In [9]:
import cv2
import numpy as np

import torch
import torch.nn as nn
import torchvision.models as models
import torchvision.transforms as transforms

from torchvision.models import ResNet18_Weights
from PIL import Image

## Predicted Text + Type Icon

In [10]:
def draw_text_with_icon(frame, text, icon_path, x, y, text_color=(0, 255, 0)):
    font = cv2.FONT_HERSHEY_DUPLEX
    font_scale = 0.9
    thickness = 1

    # Drawing text plus resizing it
    cv2.putText(frame, text, (x, y), font, font_scale, text_color, thickness)
    text_size, _ = cv2.getTextSize(text, font, font_scale, thickness)
    text_width, text_height = text_size

    # Type icons 30x30
    icon = cv2.imread(icon_path)
    if icon is None:
        return
    icon_w, icon_h = 30, 30
    icon = cv2.resize(icon, (icon_w, icon_h))
    # icon 10px to the right of the predicted text
    offset_x = x + text_width + 10
    offset_y = y - icon_h + 5

    frame_h, frame_w, _ = frame.shape
    if offset_x < 0: offset_x = 0
    if offset_y < 0: offset_y = 0
    if offset_x + icon_w > frame_w or offset_y + icon_h > frame_h:
        return

    roi = frame[offset_y:offset_y+icon_h, offset_x:offset_x+icon_w]
    icon_gray = cv2.cvtColor(icon, cv2.COLOR_BGR2GRAY)
    _, mask = cv2.threshold(icon_gray, 1, 255, cv2.THRESH_BINARY)
    roi[mask == 255] = icon[mask == 255]

## Card detection

In [11]:
def find_card_roi(frame):
    # Grayscaling, blurring, and detection of canny edges
    gray_img = cv2.cvtColor(frame, cv2.COLOR_BGR2GRAY)
    gray_img = cv2.GaussianBlur(gray_img, (5, 5), 0)
    edges = cv2.Canny(gray_img, 60, 155)

    # Detecting external contours
    contours, _ = cv2.findContours(edges, cv2.RETR_EXTERNAL, cv2.CHAIN_APPROX_SIMPLE)
    if not contours:
        return None, None
    # Sorting them to get the largest one
    contours = sorted(contours, key=cv2.contourArea, reverse=True)

    for cnt in contours:
        peri = cv2.arcLength(cnt, True)
        approx = cv2.approxPolyDP(cnt, 0.02 * peri, True)
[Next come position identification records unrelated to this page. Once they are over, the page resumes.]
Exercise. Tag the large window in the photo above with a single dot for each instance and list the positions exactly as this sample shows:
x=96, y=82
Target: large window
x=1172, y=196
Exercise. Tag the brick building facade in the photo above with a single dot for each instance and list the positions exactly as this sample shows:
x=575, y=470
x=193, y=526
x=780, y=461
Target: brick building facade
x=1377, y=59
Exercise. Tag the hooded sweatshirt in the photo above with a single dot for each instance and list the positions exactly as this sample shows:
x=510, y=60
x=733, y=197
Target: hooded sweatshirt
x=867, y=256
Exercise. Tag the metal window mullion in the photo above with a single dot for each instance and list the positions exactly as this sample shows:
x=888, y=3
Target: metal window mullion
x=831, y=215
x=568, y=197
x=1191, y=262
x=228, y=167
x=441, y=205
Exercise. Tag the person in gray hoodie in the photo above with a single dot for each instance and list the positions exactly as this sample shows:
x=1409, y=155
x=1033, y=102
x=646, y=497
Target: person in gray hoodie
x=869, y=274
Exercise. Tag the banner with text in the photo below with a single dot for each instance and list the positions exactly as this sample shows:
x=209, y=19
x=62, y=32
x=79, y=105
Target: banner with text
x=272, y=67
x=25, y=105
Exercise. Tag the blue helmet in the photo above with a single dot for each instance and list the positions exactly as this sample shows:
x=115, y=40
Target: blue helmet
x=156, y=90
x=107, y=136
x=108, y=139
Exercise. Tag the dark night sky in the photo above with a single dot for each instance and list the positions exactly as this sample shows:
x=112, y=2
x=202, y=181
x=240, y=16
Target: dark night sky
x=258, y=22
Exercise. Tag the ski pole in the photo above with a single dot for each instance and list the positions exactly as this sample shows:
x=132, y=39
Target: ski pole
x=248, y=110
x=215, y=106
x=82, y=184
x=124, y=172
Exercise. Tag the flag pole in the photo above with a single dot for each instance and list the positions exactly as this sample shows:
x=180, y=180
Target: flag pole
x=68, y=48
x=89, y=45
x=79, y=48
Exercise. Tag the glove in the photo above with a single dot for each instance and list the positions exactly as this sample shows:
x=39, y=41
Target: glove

        if len(approx) == 4:
            x, y, w, h = cv2.boundingRect(approx) # The 4 corner polygon

            # 6.3cm, 8.8cm --> 1:1.4
            aspect_ratio = float(w) / float(h) if h != 0 else 0
            if 0.65 < aspect_ratio < 0.75:
                card_roi = frame[y : y + h, x : x + w] # The ROI to work with
                return card_roi, (x, y, w, h)
    return None, None

In [12]:
unique_types = ['Darkness', 'Colorless', 'Grass', 'Water', 'Metal', 
                'Psychic', 'Lightning', 'Dragon', 'Fire', 'Fighting', 
                'Fairy']

idx_to_type = {i: t for i, t in enumerate(unique_types)}

type_icons = {'Darkness': 'tcg_symbols/Darkness.png', 
              'Colorless': 'tcg_symbols/Colorless.png', 
              'Grass': 'tcg_symbols/Grass.png', 
              'Water': 'tcg_symbols/Water.png', 
              'Metal': 'tcg_symbols/Metal.png', 
              'Psychic': 'tcg_symbols/Psychic.png', 
              'Lightning': 'tcg_symbols/Lightning.png', 
              'Dragon': 'tcg_symbols/Dragon.png', 
              'Fire': 'tcg_symbols/Fire.png', 
              'Fighting': 'tcg_symbols/Fighting.png', 
              'Fairy': 'tcg_symbols/Fairy.png'}

## Loading the model

In [13]:
model = models.resnet18(weights=ResNet18_Weights.IMAGENET1K_V1)
in_features = model.fc.in_features
model.fc = nn.Linear(in_features, len(unique_types))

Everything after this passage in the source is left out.